Some people want to remain invisible. Others don’t trust the government, much less government workers in plain clothes coming to the door asking about how many people live in their household.
Hensely recounted a moment that illustrates another complication: the difficulty in counting refugee or asylee families in more rural areas of the metro.
“In KCK at 78th and Parallel, you’ll see this land. A lot of (Hmong) immigrants now farm on it… do entire flower markets,” Hensley said.
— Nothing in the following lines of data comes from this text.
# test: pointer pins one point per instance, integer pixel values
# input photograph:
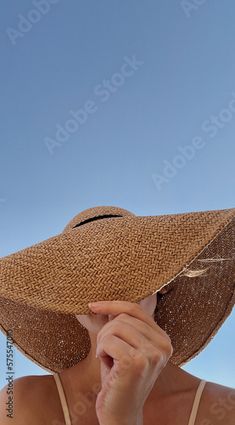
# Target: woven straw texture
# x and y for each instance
(108, 253)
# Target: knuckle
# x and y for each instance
(139, 362)
(157, 357)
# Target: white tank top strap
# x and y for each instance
(196, 402)
(63, 400)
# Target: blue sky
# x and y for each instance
(116, 103)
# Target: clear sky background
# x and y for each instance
(116, 103)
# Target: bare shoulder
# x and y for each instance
(217, 406)
(23, 405)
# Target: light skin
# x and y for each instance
(86, 374)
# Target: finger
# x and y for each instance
(119, 350)
(117, 307)
(124, 323)
(126, 333)
(135, 339)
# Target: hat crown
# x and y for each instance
(96, 213)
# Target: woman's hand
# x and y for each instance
(133, 350)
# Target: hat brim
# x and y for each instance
(125, 258)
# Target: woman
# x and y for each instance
(133, 381)
(169, 397)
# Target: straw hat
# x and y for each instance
(109, 253)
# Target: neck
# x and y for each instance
(86, 376)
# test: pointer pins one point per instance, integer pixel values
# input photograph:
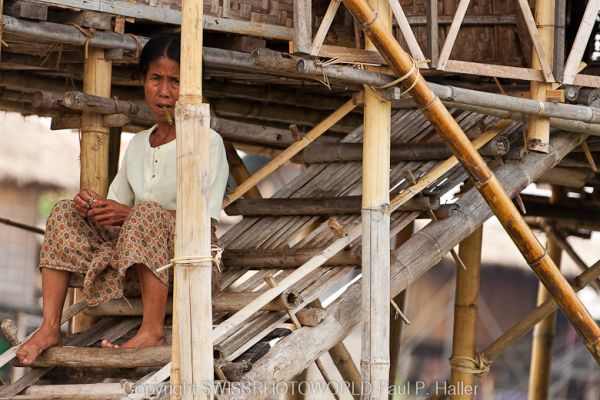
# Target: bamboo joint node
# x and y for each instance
(480, 365)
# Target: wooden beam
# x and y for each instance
(535, 38)
(433, 34)
(97, 75)
(543, 332)
(192, 315)
(315, 206)
(465, 316)
(461, 10)
(238, 170)
(302, 26)
(538, 128)
(291, 151)
(334, 5)
(222, 301)
(344, 152)
(579, 45)
(407, 32)
(173, 16)
(66, 356)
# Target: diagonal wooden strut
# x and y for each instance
(486, 182)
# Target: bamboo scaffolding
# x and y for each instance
(344, 152)
(486, 182)
(543, 332)
(221, 302)
(375, 219)
(422, 251)
(291, 151)
(465, 317)
(538, 129)
(192, 320)
(97, 72)
(316, 206)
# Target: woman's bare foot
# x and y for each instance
(144, 338)
(40, 341)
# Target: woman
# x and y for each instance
(120, 242)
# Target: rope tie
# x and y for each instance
(480, 365)
(88, 33)
(214, 259)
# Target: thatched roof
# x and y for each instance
(31, 154)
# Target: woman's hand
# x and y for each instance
(84, 200)
(108, 212)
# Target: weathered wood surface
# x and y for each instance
(68, 356)
(315, 206)
(409, 262)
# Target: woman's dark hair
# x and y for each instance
(163, 45)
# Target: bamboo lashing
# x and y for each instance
(485, 181)
(291, 151)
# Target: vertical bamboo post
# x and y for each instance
(465, 315)
(538, 128)
(397, 323)
(97, 75)
(486, 182)
(375, 358)
(192, 367)
(543, 332)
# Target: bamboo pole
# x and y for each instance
(97, 73)
(517, 331)
(291, 151)
(238, 170)
(397, 323)
(375, 218)
(543, 333)
(538, 128)
(486, 182)
(192, 323)
(465, 317)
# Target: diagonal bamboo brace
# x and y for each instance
(484, 179)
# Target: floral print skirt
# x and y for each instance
(104, 255)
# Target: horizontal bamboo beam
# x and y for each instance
(421, 252)
(315, 206)
(222, 302)
(344, 152)
(67, 356)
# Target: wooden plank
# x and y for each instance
(537, 41)
(169, 16)
(433, 34)
(461, 10)
(409, 36)
(332, 9)
(583, 34)
(302, 26)
(499, 71)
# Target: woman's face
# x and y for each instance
(161, 87)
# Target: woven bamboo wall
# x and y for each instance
(274, 12)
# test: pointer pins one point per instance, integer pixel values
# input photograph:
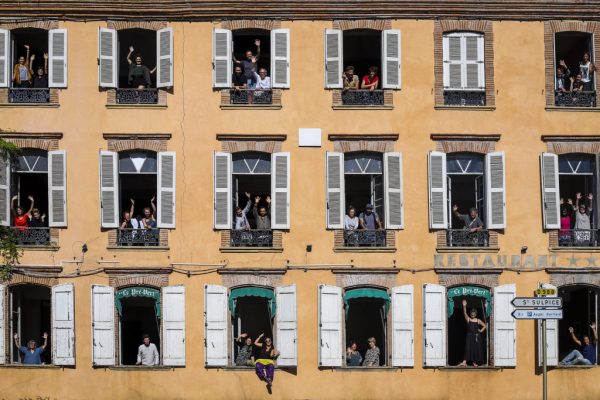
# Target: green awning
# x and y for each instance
(252, 291)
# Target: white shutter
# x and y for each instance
(4, 191)
(280, 191)
(57, 188)
(109, 189)
(215, 325)
(335, 190)
(173, 325)
(287, 326)
(107, 58)
(166, 189)
(63, 324)
(5, 67)
(505, 326)
(438, 191)
(330, 326)
(280, 58)
(223, 210)
(403, 334)
(164, 55)
(551, 336)
(57, 58)
(333, 58)
(222, 58)
(550, 190)
(434, 322)
(391, 66)
(495, 190)
(103, 325)
(394, 201)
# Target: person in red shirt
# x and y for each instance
(371, 80)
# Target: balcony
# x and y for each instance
(28, 96)
(575, 99)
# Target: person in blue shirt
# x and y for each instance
(31, 354)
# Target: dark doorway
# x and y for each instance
(138, 318)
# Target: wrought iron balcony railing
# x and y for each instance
(251, 238)
(26, 236)
(138, 237)
(578, 238)
(28, 95)
(575, 99)
(464, 98)
(466, 238)
(251, 96)
(363, 97)
(364, 238)
(137, 96)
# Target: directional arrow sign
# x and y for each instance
(537, 314)
(537, 302)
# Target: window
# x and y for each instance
(355, 180)
(140, 310)
(255, 310)
(360, 313)
(466, 196)
(28, 80)
(149, 179)
(464, 69)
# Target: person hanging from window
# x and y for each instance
(139, 75)
(249, 64)
(353, 357)
(265, 363)
(245, 356)
(474, 339)
(21, 72)
(587, 355)
(32, 355)
(370, 81)
(147, 353)
(372, 354)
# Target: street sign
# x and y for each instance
(537, 302)
(537, 314)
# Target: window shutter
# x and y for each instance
(394, 202)
(280, 58)
(550, 190)
(496, 190)
(335, 190)
(166, 189)
(222, 58)
(173, 325)
(107, 58)
(57, 188)
(57, 58)
(434, 322)
(5, 67)
(109, 189)
(4, 192)
(505, 326)
(103, 325)
(403, 335)
(280, 191)
(63, 324)
(287, 326)
(333, 58)
(215, 325)
(330, 326)
(551, 336)
(438, 192)
(222, 195)
(391, 65)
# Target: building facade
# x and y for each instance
(468, 113)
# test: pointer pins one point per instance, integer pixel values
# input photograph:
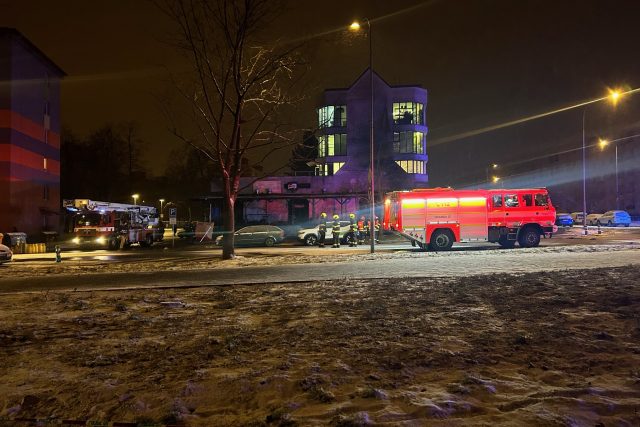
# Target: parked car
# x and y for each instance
(592, 219)
(564, 220)
(309, 236)
(614, 218)
(256, 235)
(5, 254)
(577, 217)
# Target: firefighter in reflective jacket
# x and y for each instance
(361, 224)
(335, 229)
(322, 229)
(352, 236)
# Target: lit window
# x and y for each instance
(331, 168)
(412, 166)
(332, 145)
(408, 142)
(332, 115)
(408, 113)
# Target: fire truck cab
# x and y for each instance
(113, 225)
(436, 218)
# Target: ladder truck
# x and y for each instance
(113, 225)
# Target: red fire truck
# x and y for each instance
(436, 218)
(113, 225)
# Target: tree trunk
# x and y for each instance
(228, 215)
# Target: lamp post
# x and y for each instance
(603, 143)
(613, 97)
(493, 178)
(355, 26)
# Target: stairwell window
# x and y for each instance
(332, 145)
(408, 142)
(332, 115)
(329, 169)
(408, 113)
(412, 166)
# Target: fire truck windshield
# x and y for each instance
(88, 219)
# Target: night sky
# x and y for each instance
(482, 62)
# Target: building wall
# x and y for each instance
(389, 176)
(29, 138)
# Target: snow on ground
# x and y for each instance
(550, 348)
(255, 258)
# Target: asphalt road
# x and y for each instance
(405, 262)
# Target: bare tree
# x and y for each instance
(236, 87)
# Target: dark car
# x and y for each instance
(256, 235)
(564, 220)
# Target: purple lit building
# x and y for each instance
(29, 136)
(340, 183)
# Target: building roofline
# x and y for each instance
(17, 35)
(380, 77)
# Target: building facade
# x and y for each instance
(340, 184)
(29, 137)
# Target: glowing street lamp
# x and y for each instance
(613, 97)
(603, 143)
(491, 166)
(355, 26)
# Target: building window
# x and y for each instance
(332, 145)
(332, 115)
(408, 142)
(329, 169)
(412, 166)
(408, 113)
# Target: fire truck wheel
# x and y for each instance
(507, 244)
(529, 237)
(441, 240)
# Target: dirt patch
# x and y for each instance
(559, 348)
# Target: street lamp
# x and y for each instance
(491, 166)
(355, 26)
(613, 97)
(603, 144)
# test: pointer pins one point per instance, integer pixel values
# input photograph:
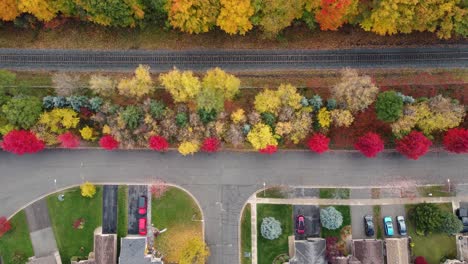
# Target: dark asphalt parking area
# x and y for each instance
(134, 191)
(109, 209)
(311, 214)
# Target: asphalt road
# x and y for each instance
(239, 60)
(222, 183)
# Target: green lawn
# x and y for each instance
(346, 212)
(434, 246)
(178, 212)
(246, 235)
(17, 240)
(75, 242)
(334, 193)
(269, 249)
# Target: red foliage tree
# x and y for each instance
(68, 140)
(21, 142)
(270, 149)
(158, 143)
(420, 260)
(108, 142)
(414, 145)
(370, 145)
(456, 140)
(5, 225)
(318, 143)
(211, 145)
(332, 14)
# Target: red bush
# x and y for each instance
(370, 144)
(270, 149)
(456, 140)
(68, 140)
(211, 145)
(420, 260)
(318, 143)
(158, 143)
(414, 145)
(108, 142)
(21, 142)
(5, 226)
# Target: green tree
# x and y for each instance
(389, 106)
(23, 111)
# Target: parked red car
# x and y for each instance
(142, 204)
(142, 226)
(300, 224)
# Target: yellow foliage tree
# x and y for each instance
(183, 86)
(42, 9)
(195, 252)
(234, 16)
(138, 86)
(88, 189)
(188, 147)
(9, 10)
(261, 136)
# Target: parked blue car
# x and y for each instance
(388, 224)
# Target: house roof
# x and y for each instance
(309, 252)
(368, 251)
(397, 250)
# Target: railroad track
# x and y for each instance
(234, 59)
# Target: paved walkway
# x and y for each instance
(222, 183)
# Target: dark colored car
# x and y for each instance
(300, 224)
(142, 226)
(142, 204)
(369, 225)
(401, 224)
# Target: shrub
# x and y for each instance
(68, 140)
(108, 142)
(138, 86)
(426, 217)
(22, 142)
(132, 116)
(88, 189)
(456, 140)
(210, 145)
(183, 86)
(261, 136)
(188, 147)
(414, 145)
(370, 145)
(389, 106)
(270, 228)
(331, 218)
(22, 111)
(158, 143)
(318, 143)
(354, 91)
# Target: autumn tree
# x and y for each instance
(193, 16)
(456, 140)
(354, 92)
(234, 17)
(370, 145)
(139, 85)
(414, 145)
(183, 86)
(22, 142)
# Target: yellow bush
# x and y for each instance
(324, 117)
(341, 118)
(188, 147)
(87, 133)
(261, 136)
(88, 189)
(238, 116)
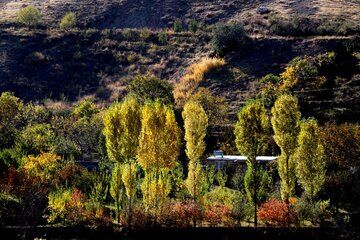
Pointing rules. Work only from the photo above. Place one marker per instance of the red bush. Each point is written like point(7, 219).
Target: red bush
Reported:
point(277, 213)
point(181, 214)
point(218, 215)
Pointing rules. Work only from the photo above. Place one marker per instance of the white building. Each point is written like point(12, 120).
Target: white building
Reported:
point(219, 160)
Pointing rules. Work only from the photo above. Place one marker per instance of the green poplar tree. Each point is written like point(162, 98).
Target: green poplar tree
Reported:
point(158, 151)
point(286, 125)
point(195, 124)
point(251, 137)
point(310, 157)
point(122, 129)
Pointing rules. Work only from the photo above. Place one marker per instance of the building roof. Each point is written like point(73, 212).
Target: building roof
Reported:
point(235, 158)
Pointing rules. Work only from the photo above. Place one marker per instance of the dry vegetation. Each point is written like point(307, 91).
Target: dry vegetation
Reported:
point(162, 13)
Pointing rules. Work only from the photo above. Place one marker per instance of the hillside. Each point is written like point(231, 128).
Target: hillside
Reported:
point(100, 57)
point(161, 13)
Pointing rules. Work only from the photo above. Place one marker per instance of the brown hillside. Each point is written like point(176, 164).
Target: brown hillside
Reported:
point(161, 13)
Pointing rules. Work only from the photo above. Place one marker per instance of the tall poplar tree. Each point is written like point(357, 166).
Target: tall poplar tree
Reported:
point(122, 129)
point(310, 157)
point(286, 125)
point(195, 124)
point(251, 137)
point(158, 151)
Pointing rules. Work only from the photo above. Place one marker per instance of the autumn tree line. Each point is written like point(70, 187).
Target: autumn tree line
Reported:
point(151, 147)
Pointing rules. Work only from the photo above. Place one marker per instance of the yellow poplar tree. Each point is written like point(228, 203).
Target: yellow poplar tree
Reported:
point(195, 124)
point(158, 151)
point(286, 125)
point(122, 129)
point(310, 157)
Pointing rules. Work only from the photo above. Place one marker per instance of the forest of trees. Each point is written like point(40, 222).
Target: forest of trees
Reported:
point(150, 148)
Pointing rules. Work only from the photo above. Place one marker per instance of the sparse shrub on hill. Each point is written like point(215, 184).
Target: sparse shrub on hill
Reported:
point(227, 37)
point(68, 21)
point(149, 87)
point(162, 37)
point(130, 34)
point(29, 16)
point(145, 34)
point(177, 26)
point(196, 74)
point(305, 26)
point(302, 73)
point(193, 26)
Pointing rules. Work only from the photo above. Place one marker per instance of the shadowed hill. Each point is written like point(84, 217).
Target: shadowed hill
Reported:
point(161, 13)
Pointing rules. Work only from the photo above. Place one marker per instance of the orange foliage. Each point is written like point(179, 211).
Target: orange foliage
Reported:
point(218, 215)
point(277, 213)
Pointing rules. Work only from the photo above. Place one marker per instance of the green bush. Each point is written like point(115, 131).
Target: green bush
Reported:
point(129, 34)
point(315, 212)
point(68, 21)
point(178, 26)
point(162, 37)
point(193, 26)
point(145, 34)
point(227, 37)
point(29, 16)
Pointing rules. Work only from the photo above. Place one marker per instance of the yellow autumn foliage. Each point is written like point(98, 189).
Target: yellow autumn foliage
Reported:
point(42, 166)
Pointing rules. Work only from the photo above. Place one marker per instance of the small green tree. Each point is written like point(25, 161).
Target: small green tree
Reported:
point(10, 111)
point(286, 124)
point(310, 158)
point(68, 21)
point(85, 109)
point(178, 26)
point(29, 16)
point(251, 138)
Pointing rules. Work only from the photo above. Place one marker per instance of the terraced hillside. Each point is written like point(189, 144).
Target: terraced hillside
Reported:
point(100, 57)
point(161, 13)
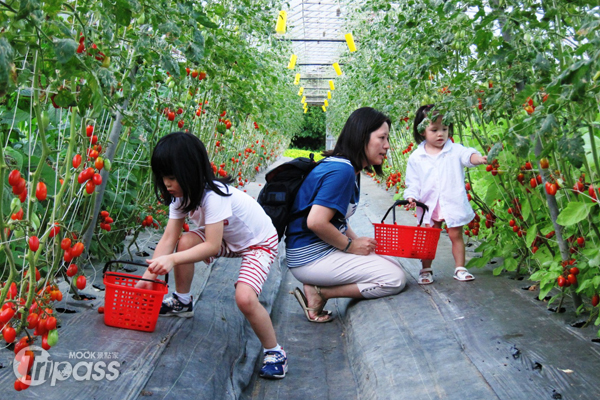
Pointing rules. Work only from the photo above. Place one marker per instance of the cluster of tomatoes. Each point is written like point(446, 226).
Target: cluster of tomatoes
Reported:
point(105, 220)
point(19, 184)
point(196, 74)
point(569, 274)
point(515, 211)
point(98, 55)
point(580, 185)
point(493, 167)
point(40, 318)
point(394, 179)
point(149, 221)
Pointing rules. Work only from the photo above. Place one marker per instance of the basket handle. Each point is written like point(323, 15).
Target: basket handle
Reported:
point(403, 203)
point(109, 263)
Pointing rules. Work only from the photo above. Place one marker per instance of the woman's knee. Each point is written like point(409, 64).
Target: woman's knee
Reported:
point(245, 298)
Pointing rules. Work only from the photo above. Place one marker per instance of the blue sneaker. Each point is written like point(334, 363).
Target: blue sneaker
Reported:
point(173, 307)
point(274, 365)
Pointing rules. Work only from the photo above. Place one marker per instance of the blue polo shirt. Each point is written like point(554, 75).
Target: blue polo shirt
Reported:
point(333, 184)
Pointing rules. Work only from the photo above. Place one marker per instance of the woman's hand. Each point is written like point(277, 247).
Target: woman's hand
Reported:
point(161, 265)
point(362, 246)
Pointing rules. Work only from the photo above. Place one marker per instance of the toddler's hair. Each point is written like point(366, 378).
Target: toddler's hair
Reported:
point(355, 137)
point(420, 116)
point(183, 156)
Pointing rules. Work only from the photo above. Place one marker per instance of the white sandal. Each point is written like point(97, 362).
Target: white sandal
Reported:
point(463, 275)
point(425, 277)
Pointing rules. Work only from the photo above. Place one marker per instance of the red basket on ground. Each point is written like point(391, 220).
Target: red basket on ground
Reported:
point(126, 306)
point(406, 241)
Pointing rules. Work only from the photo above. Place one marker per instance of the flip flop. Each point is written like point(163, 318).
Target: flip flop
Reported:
point(463, 275)
point(425, 275)
point(304, 304)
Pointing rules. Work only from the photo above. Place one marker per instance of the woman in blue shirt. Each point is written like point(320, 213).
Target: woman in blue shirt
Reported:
point(322, 250)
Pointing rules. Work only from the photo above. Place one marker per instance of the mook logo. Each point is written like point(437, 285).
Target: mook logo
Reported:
point(34, 366)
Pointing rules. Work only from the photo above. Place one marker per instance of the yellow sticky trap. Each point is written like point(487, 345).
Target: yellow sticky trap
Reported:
point(292, 63)
point(350, 42)
point(281, 20)
point(337, 68)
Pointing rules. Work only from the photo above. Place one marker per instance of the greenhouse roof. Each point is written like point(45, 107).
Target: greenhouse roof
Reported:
point(315, 29)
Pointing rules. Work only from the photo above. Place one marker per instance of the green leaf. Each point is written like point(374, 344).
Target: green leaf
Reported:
point(168, 64)
point(531, 234)
point(495, 150)
point(574, 213)
point(65, 98)
point(26, 7)
point(572, 149)
point(6, 63)
point(9, 152)
point(492, 194)
point(65, 49)
point(525, 210)
point(204, 20)
point(123, 13)
point(510, 264)
point(169, 28)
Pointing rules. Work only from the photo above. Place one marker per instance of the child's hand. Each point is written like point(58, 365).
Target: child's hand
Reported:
point(161, 265)
point(478, 160)
point(145, 284)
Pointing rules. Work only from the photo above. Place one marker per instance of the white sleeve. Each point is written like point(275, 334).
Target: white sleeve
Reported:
point(215, 207)
point(412, 180)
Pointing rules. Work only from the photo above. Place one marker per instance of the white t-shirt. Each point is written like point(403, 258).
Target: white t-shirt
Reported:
point(245, 222)
point(433, 179)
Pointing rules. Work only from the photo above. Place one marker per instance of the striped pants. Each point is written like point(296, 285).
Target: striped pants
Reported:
point(256, 260)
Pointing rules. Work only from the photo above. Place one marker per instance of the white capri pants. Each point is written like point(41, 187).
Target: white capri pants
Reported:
point(375, 275)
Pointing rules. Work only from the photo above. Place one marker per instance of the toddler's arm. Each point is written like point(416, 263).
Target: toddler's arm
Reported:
point(477, 159)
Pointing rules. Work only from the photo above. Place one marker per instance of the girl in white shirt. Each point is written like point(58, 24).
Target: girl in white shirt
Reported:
point(230, 224)
point(435, 175)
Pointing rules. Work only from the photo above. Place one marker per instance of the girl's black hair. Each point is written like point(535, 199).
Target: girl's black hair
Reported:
point(421, 115)
point(184, 157)
point(355, 137)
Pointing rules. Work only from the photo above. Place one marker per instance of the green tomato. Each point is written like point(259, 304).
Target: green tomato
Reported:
point(44, 120)
point(52, 338)
point(15, 205)
point(35, 221)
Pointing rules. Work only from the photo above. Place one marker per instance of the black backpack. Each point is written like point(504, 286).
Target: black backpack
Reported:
point(278, 194)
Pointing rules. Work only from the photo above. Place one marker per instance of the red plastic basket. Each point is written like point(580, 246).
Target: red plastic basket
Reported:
point(128, 307)
point(406, 241)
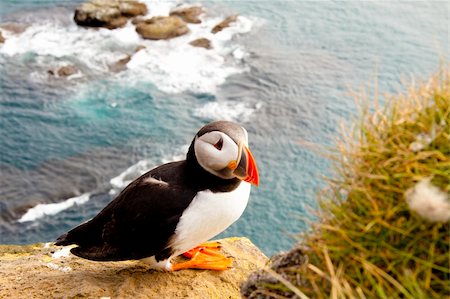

Oftentimes the adults didn’t speak English, she explained, so “it’s really common to have a child translate. I was using that but I had to make sure they were 15.”
For others who worked with the Census, this year revealed a need for better education about what the process looks like and what it impacts on a daily basis.
On a granular level, being counted means federal support by way of education, housing, food, protection and representation. So, a few enumerators asked, why do we only count every decade?
Hensley said it makes more sense to count every five years. Kids who weren’t born 10 years ago go uncounted. Teens who are now adults might go uncounted. And people who come to the U.S. to build a life might also go uncounted.
“A lot of the people I met were really, really cool,” she said. “A lot of them were what you hope the future is like. A lot of people believing what is not yet currently but what will be.”
Correction: An earlier version of this article excluded information about how the Census Bureau counts people who stay at homeless shelters, domestic violence shelters or encampments. It has been updated to include a Census Bureau worker’s clarification about the process.